Nos colocamos de novo. Andrés se aproximou outra vez da cama. Disse a Marcos para começar a me masturbar para não perder o ritmo, mas era Andrés quem fazia isso. Com a outra mão pegou a minha e a levou até o pau dele.

Durante alguns minutos ficamos assim: eu chupando Marcos e masturbando Andrés, ele me masturbando, Marcos de olhos vendados se recuperando devagar. Eu sentia Marcos ficando mais duro. Era questão de tempo.

Então Andrés se aproximou do meu ouvido.

—Quer que eu te foda?

Tensei inteira. Balancei a cabeça em negativa, mas não larguei o pau dele.

Ele introduziu quatro dedos na minha boceta e voltou a se aproximar.

—Última chance.

Olhei para Marcos, que ainda estava com a venda. Balancei a cabeça afirmativamente.

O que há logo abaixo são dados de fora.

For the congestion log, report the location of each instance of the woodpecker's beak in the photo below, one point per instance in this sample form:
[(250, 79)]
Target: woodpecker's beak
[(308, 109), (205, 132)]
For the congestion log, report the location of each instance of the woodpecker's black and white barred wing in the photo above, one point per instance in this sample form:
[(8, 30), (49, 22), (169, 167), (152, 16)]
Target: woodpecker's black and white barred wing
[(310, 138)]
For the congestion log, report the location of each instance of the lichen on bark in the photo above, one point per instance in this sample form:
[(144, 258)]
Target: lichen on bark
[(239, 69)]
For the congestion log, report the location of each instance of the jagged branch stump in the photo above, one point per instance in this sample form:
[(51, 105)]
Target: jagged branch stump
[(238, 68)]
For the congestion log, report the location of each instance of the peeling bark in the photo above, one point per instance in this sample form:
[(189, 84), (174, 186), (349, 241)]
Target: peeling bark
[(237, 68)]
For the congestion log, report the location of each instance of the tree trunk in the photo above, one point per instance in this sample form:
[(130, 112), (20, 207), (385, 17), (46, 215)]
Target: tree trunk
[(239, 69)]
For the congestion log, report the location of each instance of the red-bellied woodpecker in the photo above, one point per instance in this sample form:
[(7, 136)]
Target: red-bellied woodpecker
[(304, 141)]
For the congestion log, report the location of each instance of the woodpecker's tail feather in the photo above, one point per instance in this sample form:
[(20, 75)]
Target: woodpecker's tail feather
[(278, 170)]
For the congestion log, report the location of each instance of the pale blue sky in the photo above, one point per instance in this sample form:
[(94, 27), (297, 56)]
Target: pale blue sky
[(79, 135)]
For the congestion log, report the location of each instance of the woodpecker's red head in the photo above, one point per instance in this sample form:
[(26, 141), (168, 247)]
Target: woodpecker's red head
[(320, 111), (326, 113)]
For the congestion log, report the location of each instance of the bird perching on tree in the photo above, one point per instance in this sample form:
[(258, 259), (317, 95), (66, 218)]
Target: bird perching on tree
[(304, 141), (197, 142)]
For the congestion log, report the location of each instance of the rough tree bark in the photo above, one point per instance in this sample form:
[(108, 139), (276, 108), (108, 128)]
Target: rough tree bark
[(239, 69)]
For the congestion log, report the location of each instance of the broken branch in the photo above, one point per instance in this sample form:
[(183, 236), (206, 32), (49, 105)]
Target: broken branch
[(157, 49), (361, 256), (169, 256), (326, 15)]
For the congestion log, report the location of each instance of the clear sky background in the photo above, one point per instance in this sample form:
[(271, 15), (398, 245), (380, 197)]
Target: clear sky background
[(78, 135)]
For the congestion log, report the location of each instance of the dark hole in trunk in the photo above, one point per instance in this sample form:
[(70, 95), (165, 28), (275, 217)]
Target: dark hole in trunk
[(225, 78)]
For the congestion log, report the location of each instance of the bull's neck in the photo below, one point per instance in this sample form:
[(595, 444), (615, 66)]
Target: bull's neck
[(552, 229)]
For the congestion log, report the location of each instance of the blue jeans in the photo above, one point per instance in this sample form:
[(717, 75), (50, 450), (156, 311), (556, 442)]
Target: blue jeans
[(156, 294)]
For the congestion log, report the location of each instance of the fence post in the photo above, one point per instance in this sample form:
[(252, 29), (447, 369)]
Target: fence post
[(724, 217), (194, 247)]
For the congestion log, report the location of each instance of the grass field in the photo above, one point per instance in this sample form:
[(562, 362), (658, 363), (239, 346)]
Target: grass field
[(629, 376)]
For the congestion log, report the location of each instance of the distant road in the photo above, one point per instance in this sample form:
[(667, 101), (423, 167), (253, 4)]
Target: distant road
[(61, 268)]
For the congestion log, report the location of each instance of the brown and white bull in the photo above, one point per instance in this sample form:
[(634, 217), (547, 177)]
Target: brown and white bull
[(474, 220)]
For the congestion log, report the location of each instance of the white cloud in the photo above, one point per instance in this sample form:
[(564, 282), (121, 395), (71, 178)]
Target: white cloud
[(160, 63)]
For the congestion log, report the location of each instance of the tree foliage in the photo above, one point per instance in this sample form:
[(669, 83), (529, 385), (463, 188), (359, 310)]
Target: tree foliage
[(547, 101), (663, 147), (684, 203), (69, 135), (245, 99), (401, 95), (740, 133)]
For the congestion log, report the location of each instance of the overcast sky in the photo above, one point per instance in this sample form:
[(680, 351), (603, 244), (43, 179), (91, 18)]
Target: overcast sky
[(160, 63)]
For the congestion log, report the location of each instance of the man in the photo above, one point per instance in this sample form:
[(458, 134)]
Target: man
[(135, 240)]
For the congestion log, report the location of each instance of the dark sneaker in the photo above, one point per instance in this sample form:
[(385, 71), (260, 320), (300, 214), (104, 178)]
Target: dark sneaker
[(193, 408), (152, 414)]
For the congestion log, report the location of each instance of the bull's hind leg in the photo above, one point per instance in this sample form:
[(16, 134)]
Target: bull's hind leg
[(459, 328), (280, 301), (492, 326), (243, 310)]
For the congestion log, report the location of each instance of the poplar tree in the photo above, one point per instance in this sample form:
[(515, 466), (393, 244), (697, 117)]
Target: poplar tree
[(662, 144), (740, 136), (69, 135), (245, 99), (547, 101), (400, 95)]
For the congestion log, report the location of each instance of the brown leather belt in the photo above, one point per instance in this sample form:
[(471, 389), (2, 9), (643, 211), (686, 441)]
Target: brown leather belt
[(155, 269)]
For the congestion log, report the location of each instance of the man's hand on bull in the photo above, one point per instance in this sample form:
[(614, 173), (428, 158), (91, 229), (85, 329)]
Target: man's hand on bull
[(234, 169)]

Andrés tirou os dedos, ajoelhou-se atrás de mim e apoiou a ponta contra minha entrada. Empurrou devagar. Senti cada milímetro da grossura dele abrindo caminho, preenchendo cada centímetro. Ele ia devagar, convencido de que custaria entrar. Mas eu estava tão molhada que empurrei para trás e o enfiei inteiro de uma vez.

Ficou parado por alguns segundos. Depois começou a se mover, primeiro devagar e depois cada vez mais rápido, e eu acompanhava cada estocada empurrando na direção dele. Não passaram de dois minutos. Senti como ele inchava ainda mais dentro de mim e começava a se derramar. Gozei ao mesmo tempo, com espasmos que eu não conseguia controlar.

Quando levantei o olhar, Marcos já não estava vendado. Estava me olhando com um sorriso. Não sei se porque acabava de cumprir outra das fantasias dele ou simplesmente por ver meu rosto.

Andrés o retirou aos poucos e eu me recostei em Marcos, dando-lhe um abraço. Depois ele me confessou que Andrés tinha lhe perguntado dias antes se teria algum problema caso a situação acontecesse. Marcos disse que achava muito improvável, mas que estava liberado.

No dia seguinte, as férias acabaram. Foi uma pena. Não me importaria de repetir aquilo mais algumas vezes.